がんとの長いつきあい(KGさんの場合)~大学病院の医師って何?

 それにしてもどうしてとKGさんは思う。妻は、結局、肺がんだった。大学病院へ2年間も通っていたのに、どうしてそれが分からなかったのか。そのことが納得できなかった。

 しかし、一方で、初めて妻のレントゲン写真を見るなり、肺がんと言った医師も同じ大学病院の医師だった。どうして、この違いがあるのかと思う。

 KGさんは、この落差が信じられない。大学病院の医師は、全部が同じ能力を持った優秀な医師だと思っていた。ところが、必ずしもそうとは言えないようだった。何をどう信じたらいいのだろう。

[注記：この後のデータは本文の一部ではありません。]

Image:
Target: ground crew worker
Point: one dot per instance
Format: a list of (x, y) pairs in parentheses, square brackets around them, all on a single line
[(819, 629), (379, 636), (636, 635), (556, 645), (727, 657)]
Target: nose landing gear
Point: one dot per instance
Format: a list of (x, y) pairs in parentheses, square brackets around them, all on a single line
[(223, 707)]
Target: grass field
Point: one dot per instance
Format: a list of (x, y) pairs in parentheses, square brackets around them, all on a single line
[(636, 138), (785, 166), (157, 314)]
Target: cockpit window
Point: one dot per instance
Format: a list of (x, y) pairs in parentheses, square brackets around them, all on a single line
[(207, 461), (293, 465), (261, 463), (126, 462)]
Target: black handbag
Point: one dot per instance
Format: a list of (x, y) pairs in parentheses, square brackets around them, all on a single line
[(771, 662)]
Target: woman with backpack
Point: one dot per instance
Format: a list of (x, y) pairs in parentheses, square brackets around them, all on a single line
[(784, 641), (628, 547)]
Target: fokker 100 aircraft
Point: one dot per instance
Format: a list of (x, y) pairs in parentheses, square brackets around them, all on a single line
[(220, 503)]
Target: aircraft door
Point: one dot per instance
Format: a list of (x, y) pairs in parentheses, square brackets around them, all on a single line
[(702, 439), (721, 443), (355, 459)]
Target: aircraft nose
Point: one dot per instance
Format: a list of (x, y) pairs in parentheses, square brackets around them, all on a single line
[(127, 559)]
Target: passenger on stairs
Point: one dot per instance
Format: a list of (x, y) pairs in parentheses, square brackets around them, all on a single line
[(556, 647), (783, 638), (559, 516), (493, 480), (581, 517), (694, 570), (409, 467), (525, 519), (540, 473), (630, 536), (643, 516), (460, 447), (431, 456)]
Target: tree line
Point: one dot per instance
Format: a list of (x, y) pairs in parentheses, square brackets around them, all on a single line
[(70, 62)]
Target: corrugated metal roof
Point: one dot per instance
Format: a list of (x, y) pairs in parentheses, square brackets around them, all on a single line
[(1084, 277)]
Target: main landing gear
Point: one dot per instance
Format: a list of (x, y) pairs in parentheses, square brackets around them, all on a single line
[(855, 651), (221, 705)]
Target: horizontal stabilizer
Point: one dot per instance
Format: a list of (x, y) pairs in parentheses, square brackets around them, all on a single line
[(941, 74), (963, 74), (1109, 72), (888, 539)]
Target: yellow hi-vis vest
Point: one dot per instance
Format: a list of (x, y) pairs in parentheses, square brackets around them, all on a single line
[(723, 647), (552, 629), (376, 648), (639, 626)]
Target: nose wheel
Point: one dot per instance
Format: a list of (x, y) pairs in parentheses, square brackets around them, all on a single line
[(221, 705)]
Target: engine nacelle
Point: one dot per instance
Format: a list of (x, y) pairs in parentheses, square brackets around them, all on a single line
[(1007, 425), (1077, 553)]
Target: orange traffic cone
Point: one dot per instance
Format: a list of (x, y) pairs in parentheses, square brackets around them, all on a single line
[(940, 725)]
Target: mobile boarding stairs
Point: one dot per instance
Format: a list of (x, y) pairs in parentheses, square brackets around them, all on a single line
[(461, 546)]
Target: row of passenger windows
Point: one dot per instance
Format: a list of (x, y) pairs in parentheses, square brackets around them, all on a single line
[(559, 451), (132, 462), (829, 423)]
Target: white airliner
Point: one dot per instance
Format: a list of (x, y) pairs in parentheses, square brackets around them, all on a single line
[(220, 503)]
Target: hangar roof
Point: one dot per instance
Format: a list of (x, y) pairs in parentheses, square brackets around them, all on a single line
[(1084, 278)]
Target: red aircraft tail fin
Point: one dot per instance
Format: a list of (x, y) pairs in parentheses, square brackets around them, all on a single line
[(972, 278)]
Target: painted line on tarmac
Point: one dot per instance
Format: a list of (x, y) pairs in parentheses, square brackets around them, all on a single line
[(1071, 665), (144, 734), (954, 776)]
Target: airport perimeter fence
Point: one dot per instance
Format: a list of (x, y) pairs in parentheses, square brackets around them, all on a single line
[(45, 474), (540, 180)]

 しかしとにかく、妻を診察してくれている今の医師は、妻のレントゲン写真を見るなり肺がんの可能性があると言った。妻はこの医師に任せればいい。

 この医師は、毎月の外来受診のたびに血液検査をして、妻の腫瘍マーカーを調べた。一度そのマーカーの数値が少し上がったことがあった。当然、これはKGさんと奥さんを不安な気持ちにさせた。

 その主治医は言った。

「肺には特別な変化はありませんから、ほかになにかがあるのかも知れません。少し様子を見ましょう」

 この言葉はKGさんと奥さんをさらに不安にさせた。KGさんはたまらず主治医に言った。

「先生、心配があるのにそのまま様子を見るだけでいいんですか?」

 主治医は言った。

「腫瘍マーカーが増えたといっても、ほんのわずかですから、このまま様子を見ていいと思います。つぎの採血の結果を見ましょう」

 KGさんは主治医の言う通りにするしかなかった。